Viewers who dive into the Howard Hawks postwar comedy classic "I Was a Male War Bride" are likely to be shocked when they realize, several minutes into the film, that Grant -- his voice as British as ever -- is playing a Frenchman, Capt. Henri Rochard. The absurdity of the casting proves irrelevant; who but Grant could match Ann Sheridan's wary WAC lieutenant quip for quip and prank for prank? As Sheridan comments so early in the movie that we know the "sex antagonism" between the WAC and the army captain is a sham: "He's a lot of fun to fight with."
"I Was a Male War Bride" (1949) -- which ends with Grant in perhaps the ugliest drag costume in movie history -- is one of four titles just released to DVD by 20th Century Fox Home Entertainment in recognition of Grant's centennial. The other films in "The Cary Grant Collection" include "Born To Be Bad" (1934); Joseph L. Mankiewicz's follow-up to "All About Eve," "People Will Talk" (1951), and the only wide-screen Technicolor film of the bunch, Stanley Donen's sailors- on-leave comedy, "Kiss Them for Me" (1957), co-starring Jayne Mansfield and a raft of future TV stars, including Ray Walston (Uncle Martin in "My Favorite Martian"), Nancy Kulp (Jane Hathaway in "The Beverly Hillbillies"), Richard Deacon (Mel Cooley in "The Dick Van Dyke Show") and Werner Klemperer (Col. Klink in "Hogan's Heroes").
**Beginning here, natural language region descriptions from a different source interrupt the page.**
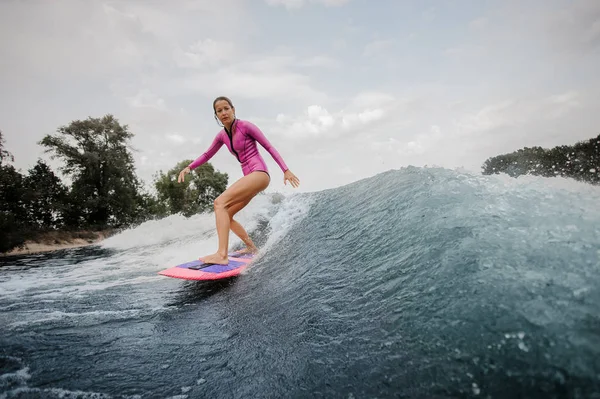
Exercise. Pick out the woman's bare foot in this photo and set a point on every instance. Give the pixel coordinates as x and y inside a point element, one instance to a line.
<point>247,250</point>
<point>215,258</point>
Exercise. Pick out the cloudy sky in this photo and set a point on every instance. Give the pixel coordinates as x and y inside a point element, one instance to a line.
<point>344,89</point>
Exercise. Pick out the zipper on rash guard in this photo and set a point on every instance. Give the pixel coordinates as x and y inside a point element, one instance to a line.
<point>230,135</point>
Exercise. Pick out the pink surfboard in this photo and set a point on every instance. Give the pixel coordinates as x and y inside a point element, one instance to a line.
<point>198,270</point>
"Kiss" is pretty standard 1950s fluff, while "People" is an odd film that comments obliquely on blacklisting and the hunt for Communists by telling the story of a beloved but unorthodox physician (Grant) who faces disgrace when his past is questioned by a jealous colleague (Hume Cronyn). The movie most worth seeking out in addition to "War Bride" is "Born To Be Bad," produced by Darryl F. Zanuck and directed by the talented Lowell Sherman ("She Done Him Wrong" with Mae West, "Morning Glory" with Katharine Hepburn), who died of natural causes the year the film was released. He was 49.
Like many movies produced in the early 1930s by studios trying to circumvent the censorious demands of the recently established Hollywood Production Code, "Born To Be Bad" is fascinating for the way it uneasily mixes frank subject matter and sassy, sometimes risque lingo with unabashed sentiment, unlikely melodrama and unconvincing moralizing.